Miryam smiled at Laura. Sorry lifted his silver eyes to look thoughtfully at his grandmother.

"You want to work a changeover?" he asked.

"Why not?" Winter asked back.

"It c-could kill her," suggested Sorry.

"Oh, no — surely not!" Winter replied quickly. "She's half way there, isn't she? You must admit it. You feel it yourself." She turned back to Laura. "As you know, you're what we call a sensitive, my dear. You stand on the threshold of our condition, and we can invite you in — Sorry, Miryam and I. We could help you to make a witch of yourself. Common nature, which trembles a little before you now, would let you in. And then we think that, if you found a way to mark Mr Braque, you would — what was that phrase, Sorensen?"

"Rupture his integrity," Sorry concluded.

"I don't think he's got any integrity," Laura exclaimed. "I think he's just horrible all through."

"His wholeness!" Sorry said. "The way his system holds together in one piece! We think he might begin to fall to bits if you put a mark on him. He's very old by the sound of it and it gets harder and harder to maintain an unnatural body."

"If I was a witch he'd recognize me too, wouldn't he?" Laura asked. "Carmody Braque, I mean." There, in the centre of the table, was a perfectly ordinary milk jug. The dishes at her elbow were dirty in an ordinary way. They helped her to be matter-of-fact about this extraordinary suggestion. Sorry stared at his grandmother as meditatively as if she had simply proposed Laura approach Mr Braque dressed in her best clothes,

but Winter had actually suggested she become a witch.

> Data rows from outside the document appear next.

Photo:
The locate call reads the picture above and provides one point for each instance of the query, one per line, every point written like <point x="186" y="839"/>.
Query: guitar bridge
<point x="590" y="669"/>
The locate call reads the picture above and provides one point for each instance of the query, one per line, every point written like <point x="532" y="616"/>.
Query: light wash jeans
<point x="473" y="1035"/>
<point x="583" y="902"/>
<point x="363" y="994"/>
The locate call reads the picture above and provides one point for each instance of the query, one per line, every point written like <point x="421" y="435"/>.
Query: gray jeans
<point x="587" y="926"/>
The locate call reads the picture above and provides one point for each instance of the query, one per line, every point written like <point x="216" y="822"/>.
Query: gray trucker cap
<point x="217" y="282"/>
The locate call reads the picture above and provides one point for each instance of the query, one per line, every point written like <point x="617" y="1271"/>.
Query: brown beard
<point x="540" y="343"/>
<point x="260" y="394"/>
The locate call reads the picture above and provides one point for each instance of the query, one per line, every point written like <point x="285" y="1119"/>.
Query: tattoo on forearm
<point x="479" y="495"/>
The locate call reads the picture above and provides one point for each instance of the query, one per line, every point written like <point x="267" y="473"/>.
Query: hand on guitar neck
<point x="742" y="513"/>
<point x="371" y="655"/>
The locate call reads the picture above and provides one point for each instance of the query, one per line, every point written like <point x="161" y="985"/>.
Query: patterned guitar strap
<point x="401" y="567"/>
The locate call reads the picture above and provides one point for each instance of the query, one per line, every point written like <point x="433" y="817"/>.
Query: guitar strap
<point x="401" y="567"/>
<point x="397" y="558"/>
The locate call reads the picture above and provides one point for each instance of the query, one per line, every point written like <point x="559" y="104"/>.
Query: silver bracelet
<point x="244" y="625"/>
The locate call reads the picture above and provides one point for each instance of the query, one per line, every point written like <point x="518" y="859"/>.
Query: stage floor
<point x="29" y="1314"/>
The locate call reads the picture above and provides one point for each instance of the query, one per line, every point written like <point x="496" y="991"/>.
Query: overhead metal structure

"He might do so," Winter said, "but you see he knows you. He's met you. He already knows you are not a witch. Now, if you wore dark glasses so that he could not look into your eyes (for they can be very treacherous windows, eyes can) and some one of us, Sorry perhaps, went with you and was recognized as a witch, we think it very probable that you yourself would not be suspected. Your own changed state would be masked. You would then have to talk him into accepting something from you, or trick him into wanting to take it... anything to make him put out his hand. And once you have marked him it is important then that he should recognize you and know exactly what you are and what you intend."

"Would I be able to change back from being a witch?" Laura asked.

"No!" said Sorry. "You can only make one changeover in your life."

Laura frowned to herself.

"It's hard to imagine," she said. "You seem different, but you don't act differently from any other family. What do witches do?"

"We're like scientists," said Sorry. "We compel nature — move it around according to our wishes — but scientists use rules that they've worked out through thought, and ours comes through imagination, I suppose."

"... and exchange," Miryam agreed. "The scientist reasons and then, by experimental or industrial processes, applies his reasoning. The price that's paid for altering nature is often paid outside the scientist himself, but witches, when they institute a change, bleed something of themselves out into the world. It builds up again, but it takes time — seconds, hours, days ... changing the weather can take a long time to recover from and even then it's no use trying to make it rain if there isn't a rain cloud in sight. Or we can dip into the future a little, but only blindly. Sometimes it's useful, sometimes ..." As she spoke Sorry lifted up his hand, the air twisted above it and a moment later a kingfisher was sitting on his finger clicking its beak but otherwise seeming quite unperturbed. "Not that any of this solves Chant's problem," he said, staring at it in astonishment. "Suppose she doesn't want to change over?"

"She doesn't have to make up her mind immediately," Miryam said in her calm way, "though you should decide within twenty-four hours, Laura."

"The hospital might work out a cure," Laura suggested, and encountered a look from Sorry that was distinctly harassed — the bare beginning of an apology for the suggestion his grandmother had made. Something about it had troubled him in a way he did not want to admit. Finding himself noticed by her he turned his head away to look at the kingfisher, which vanished a moment later as mysteriously as it had come.